Never commit .env files to source control. Add .env to your .gitignore file.

Troubleshoot common container issues

Symptom Cause Fix
Can't open lib 'ODBC Driver 18 for SQL Server' ODBC driver not installed in the container. Install msodbcsql18 in your Dockerfile or post-create script.
Connection refused on port 1433 SQL Server container not ready. Add a health check or wait for the service to start.
Login failed for user '<username>' Credentials are incorrect or password doesn't meet complexity requirements. Use the correct SQL login for your container, and ensure the password meets complexity requirements.

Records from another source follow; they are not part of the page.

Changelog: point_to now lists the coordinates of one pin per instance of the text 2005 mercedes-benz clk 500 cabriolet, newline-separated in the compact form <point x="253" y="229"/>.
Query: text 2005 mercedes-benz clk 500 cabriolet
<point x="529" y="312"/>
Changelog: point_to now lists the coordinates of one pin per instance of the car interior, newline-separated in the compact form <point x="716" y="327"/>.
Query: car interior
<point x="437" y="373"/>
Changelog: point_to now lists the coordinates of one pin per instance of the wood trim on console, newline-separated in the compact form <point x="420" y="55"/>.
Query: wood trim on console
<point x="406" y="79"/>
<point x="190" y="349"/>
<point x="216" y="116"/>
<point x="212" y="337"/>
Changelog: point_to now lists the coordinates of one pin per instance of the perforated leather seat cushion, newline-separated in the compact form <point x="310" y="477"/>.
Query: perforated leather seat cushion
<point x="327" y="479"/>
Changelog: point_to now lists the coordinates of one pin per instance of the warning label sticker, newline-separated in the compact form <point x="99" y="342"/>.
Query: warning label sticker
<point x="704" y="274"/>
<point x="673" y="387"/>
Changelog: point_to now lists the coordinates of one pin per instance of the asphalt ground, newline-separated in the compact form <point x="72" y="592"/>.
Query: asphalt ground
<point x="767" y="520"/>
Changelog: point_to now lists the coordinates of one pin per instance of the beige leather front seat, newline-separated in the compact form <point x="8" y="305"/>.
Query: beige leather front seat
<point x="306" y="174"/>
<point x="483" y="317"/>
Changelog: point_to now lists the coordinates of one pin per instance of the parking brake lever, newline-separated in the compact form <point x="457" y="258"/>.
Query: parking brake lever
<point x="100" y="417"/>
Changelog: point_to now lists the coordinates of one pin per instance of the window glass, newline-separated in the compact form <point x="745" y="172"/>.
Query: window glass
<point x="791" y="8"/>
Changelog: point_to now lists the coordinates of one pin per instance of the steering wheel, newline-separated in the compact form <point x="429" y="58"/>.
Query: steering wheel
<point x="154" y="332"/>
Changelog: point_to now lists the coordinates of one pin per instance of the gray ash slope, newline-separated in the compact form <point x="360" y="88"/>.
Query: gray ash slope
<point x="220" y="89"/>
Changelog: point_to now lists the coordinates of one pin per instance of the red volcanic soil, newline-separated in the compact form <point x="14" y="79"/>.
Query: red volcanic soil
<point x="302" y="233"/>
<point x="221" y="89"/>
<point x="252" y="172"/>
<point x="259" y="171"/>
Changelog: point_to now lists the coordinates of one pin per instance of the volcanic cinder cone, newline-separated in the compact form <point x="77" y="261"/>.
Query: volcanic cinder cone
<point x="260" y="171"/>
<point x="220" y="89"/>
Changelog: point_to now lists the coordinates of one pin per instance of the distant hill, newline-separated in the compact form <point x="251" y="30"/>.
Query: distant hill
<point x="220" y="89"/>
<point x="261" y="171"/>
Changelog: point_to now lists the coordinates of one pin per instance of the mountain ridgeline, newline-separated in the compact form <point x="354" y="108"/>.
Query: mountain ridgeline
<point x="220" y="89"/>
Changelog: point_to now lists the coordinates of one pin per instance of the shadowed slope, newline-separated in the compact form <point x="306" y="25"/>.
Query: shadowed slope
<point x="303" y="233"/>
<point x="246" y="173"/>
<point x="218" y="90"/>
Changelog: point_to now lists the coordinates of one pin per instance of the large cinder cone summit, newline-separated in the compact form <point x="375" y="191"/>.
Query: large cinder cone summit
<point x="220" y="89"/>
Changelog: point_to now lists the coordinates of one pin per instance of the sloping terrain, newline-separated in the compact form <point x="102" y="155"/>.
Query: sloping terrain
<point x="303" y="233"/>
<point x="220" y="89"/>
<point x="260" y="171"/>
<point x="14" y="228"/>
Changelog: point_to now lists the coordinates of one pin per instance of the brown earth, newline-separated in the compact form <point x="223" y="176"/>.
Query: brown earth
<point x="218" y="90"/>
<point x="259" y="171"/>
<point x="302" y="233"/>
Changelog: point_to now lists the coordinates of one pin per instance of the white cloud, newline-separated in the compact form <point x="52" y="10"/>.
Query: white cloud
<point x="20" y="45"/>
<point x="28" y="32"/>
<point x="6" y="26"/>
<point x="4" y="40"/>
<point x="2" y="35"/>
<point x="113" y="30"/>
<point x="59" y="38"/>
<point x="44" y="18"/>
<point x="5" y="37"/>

Cannot open database Database doesn't exist yet. Create the database before running migrate, or use master for initial setup.
Slow first connection in container DNS resolution or credential chain startup. For local SQL Server, use localhost instead of a hostname.
SSL Provider: [error:0A000086] TLS certificate validation failure with self-signed cert. Add TrustServerCertificate=yes to extra_params for development only.